Chaque location route vers un backend différent selon le préfixe d’URL. C’est ainsi qu’on assemble plusieurs microservices derrière une façade unique. Pour factoriser les en-têtes répétés, on peut les sortir dans un fichier snippets/ chargé par include.

Tutoriels frères

Pour aller plus loin

FAQ

Pourquoi une « 502 Bad Gateway » et pas une page d’erreur Node ?
Une 502 signifie que Nginx n’a pas pu joindre le backend du tout : l’application est arrêtée, écoute sur un autre port, ou a planté. L’erreur vient de Nginx, qui n’a personne à qui parler. La première chose à vérifier est que le processus tourne bien.

Faut-il un sous-domaine séparé pour l’API ?
Pas obligatoirement. Un préfixe de chemin (/api/) suffit et simplifie la configuration TLS. Un sous-domaine (api.colis-express.net) se justifie si vous voulez des règles, des certificats ou un hébergement distincts. Les deux approches sont valides.

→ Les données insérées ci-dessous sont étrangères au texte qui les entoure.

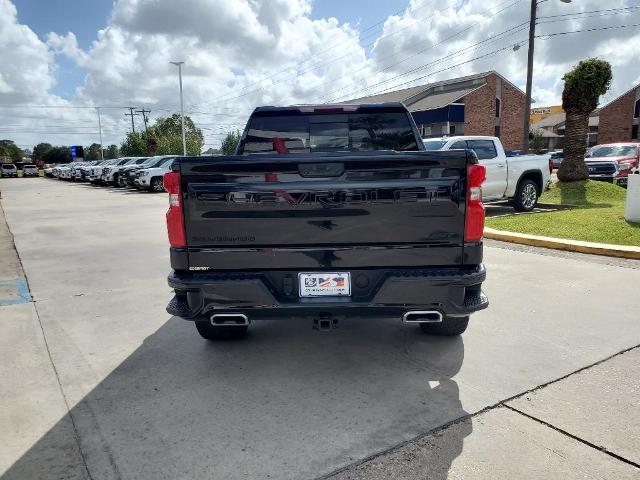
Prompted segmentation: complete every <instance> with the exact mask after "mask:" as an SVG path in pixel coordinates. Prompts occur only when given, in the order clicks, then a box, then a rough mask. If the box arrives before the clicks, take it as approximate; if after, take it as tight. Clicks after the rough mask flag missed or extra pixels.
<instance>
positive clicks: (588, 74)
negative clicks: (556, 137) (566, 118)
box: [558, 58, 611, 182]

Le reverse proxy ralentit-il les requêtes ?
La surcharge est négligeable — quelques fractions de milliseconde sur la boucle locale — et largement compensée par ce que Nginx apporte : gestion des connexions lentes, cache, compression, terminaison TLS. Le gain net est très positif.

Dois-je gérer le CORS dans Nginx ou dans l’application ?
Les deux sont possibles, mais évitez de le faire aux deux endroits à la fois : des en-têtes Access-Control-Allow-Origin en double cassent la requête côté navigateur. Quand le front et l’API partagent le même domaine via un préfixe comme /api/, le problème ne se pose souvent même pas, puisqu’il n’y a plus de requête inter-origine. C’est un avantage discret mais réel de servir front et API derrière un seul Nginx.